The % crystallinity is given by:

\[ \mathbf{\text{% crystallinity} = \frac{\rho_c (\rho_s - \rho_a)}{\rho_s (\rho_c - \rho_a)} * 100} \]

(1) Write a function that calculates the percent crystallinity of a branched polyethylene sample \(\rho_s\) that has a density of \(0.925\ 𝑔\ 𝑐𝑚^{-3}\) . The density of a totally amorphous material \(\rho_a\) is \(0.870 \ 𝑔\ 𝑐𝑚^{-3}\) and the density of a totally crystalline \(\rho_c\) material is \(0.998 \ 𝑔\ 𝑐𝑚^{-3}\) .

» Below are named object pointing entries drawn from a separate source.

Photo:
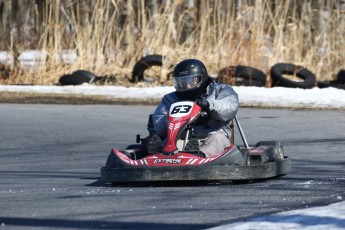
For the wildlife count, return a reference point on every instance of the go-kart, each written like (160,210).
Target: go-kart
(264,160)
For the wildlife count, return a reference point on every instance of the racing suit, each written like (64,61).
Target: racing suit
(216,132)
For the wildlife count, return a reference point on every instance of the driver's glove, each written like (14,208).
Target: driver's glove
(203,103)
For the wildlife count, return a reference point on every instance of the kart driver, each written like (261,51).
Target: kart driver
(219,100)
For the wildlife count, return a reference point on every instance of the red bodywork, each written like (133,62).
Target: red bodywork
(179,159)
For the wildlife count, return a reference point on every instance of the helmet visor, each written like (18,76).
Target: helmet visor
(187,82)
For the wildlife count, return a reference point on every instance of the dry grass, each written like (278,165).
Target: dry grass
(110,36)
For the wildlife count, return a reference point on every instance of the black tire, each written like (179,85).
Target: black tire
(341,76)
(334,84)
(277,71)
(143,64)
(242,76)
(77,78)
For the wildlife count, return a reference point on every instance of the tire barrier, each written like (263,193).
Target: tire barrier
(341,76)
(143,64)
(278,70)
(242,76)
(77,78)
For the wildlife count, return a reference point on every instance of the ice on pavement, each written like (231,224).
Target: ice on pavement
(279,97)
(316,218)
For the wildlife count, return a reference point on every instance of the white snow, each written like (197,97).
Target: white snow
(317,218)
(278,97)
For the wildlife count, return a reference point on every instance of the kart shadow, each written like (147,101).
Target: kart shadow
(199,183)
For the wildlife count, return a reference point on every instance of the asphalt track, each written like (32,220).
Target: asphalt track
(51,156)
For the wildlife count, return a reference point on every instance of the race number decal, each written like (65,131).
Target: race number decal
(180,109)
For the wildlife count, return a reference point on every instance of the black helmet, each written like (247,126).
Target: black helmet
(190,79)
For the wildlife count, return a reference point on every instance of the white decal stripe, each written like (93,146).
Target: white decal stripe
(194,161)
(200,162)
(207,160)
(188,162)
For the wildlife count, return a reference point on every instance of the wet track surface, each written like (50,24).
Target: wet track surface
(51,156)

(2) Calculate the sample density \(\rho_s\) versus % crystallinity and reproduce the plot below (including the horizontal lines and text). To find the equation for the sample density use the solve commands from sympy to solve the above crystallinity equation for \(\rho_s\). An example of using solve can be found in this lesson.

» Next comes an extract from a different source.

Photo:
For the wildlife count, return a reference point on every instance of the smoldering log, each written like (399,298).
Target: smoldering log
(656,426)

(3) Export your data to an excel file.

../_images/04_2114_prob_1.png

4.4.2. Problem 2:#

Write a function that finds “x” random points in a square of edge length 2 centered at (0,0). Determines how many of these points are contained in a circle of radius 1 centered at (0,0). Returns the value \(\left(4\times \frac{\text{pts in circle}}{\text{total num pts}}\right)\). Plot the value \(\left(4\times \frac{\text{pts in circle}}{\text{total num pts}}\right)\) versus number of points, x. Your x should vary between 100 and 1e6. Also include a horizontal line at the value of pi on your plot.

4.4.3. Problem 3:#

Import the csv file “titanic.csv” and (a) determine the percentage of woman that survived and the percentage of men that survived and (b) determine the average ticket price (Fare) for those that survived versus those that did not survive. 0 = did not survive. 1 = survived.